Et si le jeune Aubois préfère se voir comme un « gros faiseur » plutôt que comme un industriel, il n’en reste pas moins que son entreprise a bel et bien pris un virage important. Installée à ses débuts dans un local prêté par son cousin Alexandre, elle avait ensuite déménagé pour une surface de 200 m². « C’est notre troisième déménagement. Depuis novembre 2021, nous disposons ici à La Chapelle-Saint-Luc de 500 m² », fait-il valoir. La nécessité de faire évoluer Si Sain est une des conséquences des difficultés rencontrées pendant le confinement, le chef d’entreprise ayant notamment subi de nombreuses pertes de matières premières et produits qu’il a dû reprendre aux commerçants et autres salles de sports fermées pour en faire des dons durant la pandémie.

DES ASSOCIES, PAS DES INVESTISSEURS

Joris Queudelin a commencé par s’entourer d’une équipe : « Je voulais des associés, pas des investisseurs. Car j’étais à la recherche de compétences. J’ai réuni un grand chef d’entreprise troyen pour son expérience et ses conseils, un pharmacien pour l’aspect technique du produit, et un expert-comptable mémorialiste. Grâce à cette équipe, diversifiée en âges, expériences et vécus personnels et professionnels, on a tout pour réussir », glisse le jeune fondateur de Si Sain. Cette association a permis de réunir les fonds nécessaires à l’industrialisation, soit plus de 500 000 euros hors taxes pour l’achat de machines et des travaux d’installation.

Suite à la pénurie de composants, il lui manque encore un ensemble de machines, dont la livraison est promise depuis novembre dernier. Ce qui permettra de produire jusqu’à 2 500 barres protéinées par jour – contre 600 aujourd’hui. Ces machines permettront également de réduire la pénibilité au travail des collaborateurs avec des postes adaptés pour chacun. La SAS emploie désormais neuf personnes, un effectif qui devrait passer à douze collaborateurs d’ici la fin de l’année 2022.

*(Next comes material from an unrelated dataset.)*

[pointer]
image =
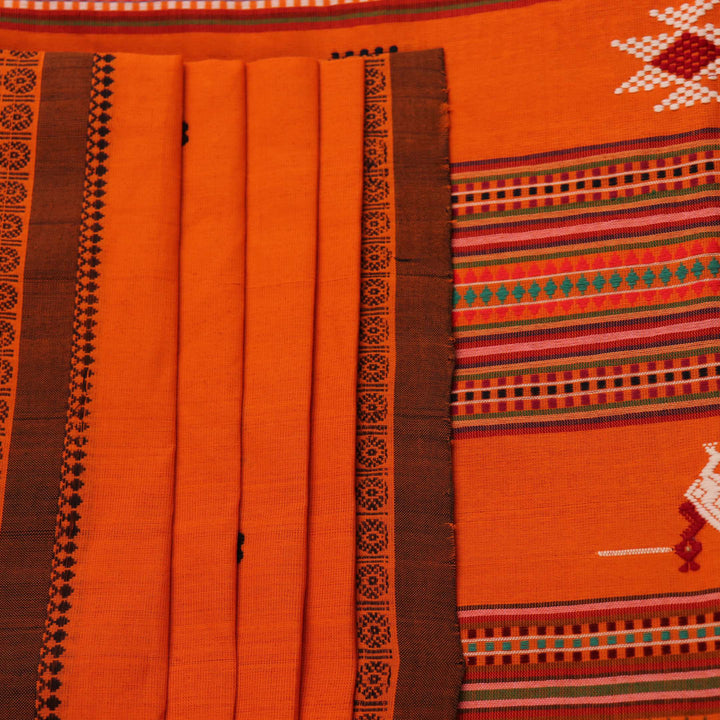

« En quatre ans, le goût des produits Si Sain n’a pas changé. Toujours autant d’amour dans nos pâtisseries saines ». Joris a toujours pour objectif de « fabriquer des barres protéinées et autres snacks gourmands qui soient à la fois diététiques, savoureux et pratiques ». Cerise sur le gâteau, le processus de fabrication actuel permet une plus longue conservation qui est de quatre mois, au lieu de huit semaines auparavant. Dans l’atelier, « ce sont les machines qui s’adaptent au produit et non l’inverse ». L’identité graphique et le packaging ont aussi été revus et les produits sont vendus par douze unités, dans des boîtes de présentation résistantes, en BtoB, comme en BtoC. En vente sur leur site internet (10 % du chiffre d’affaires), ils le sont en outre dans 49 points de vente (GMS à Troyes et boutiques). « On a créé une communauté sur Troyes, afin de créer un climat de confiance. On signe actuellement entre huit et dix points de vente supplémentaires par mois ».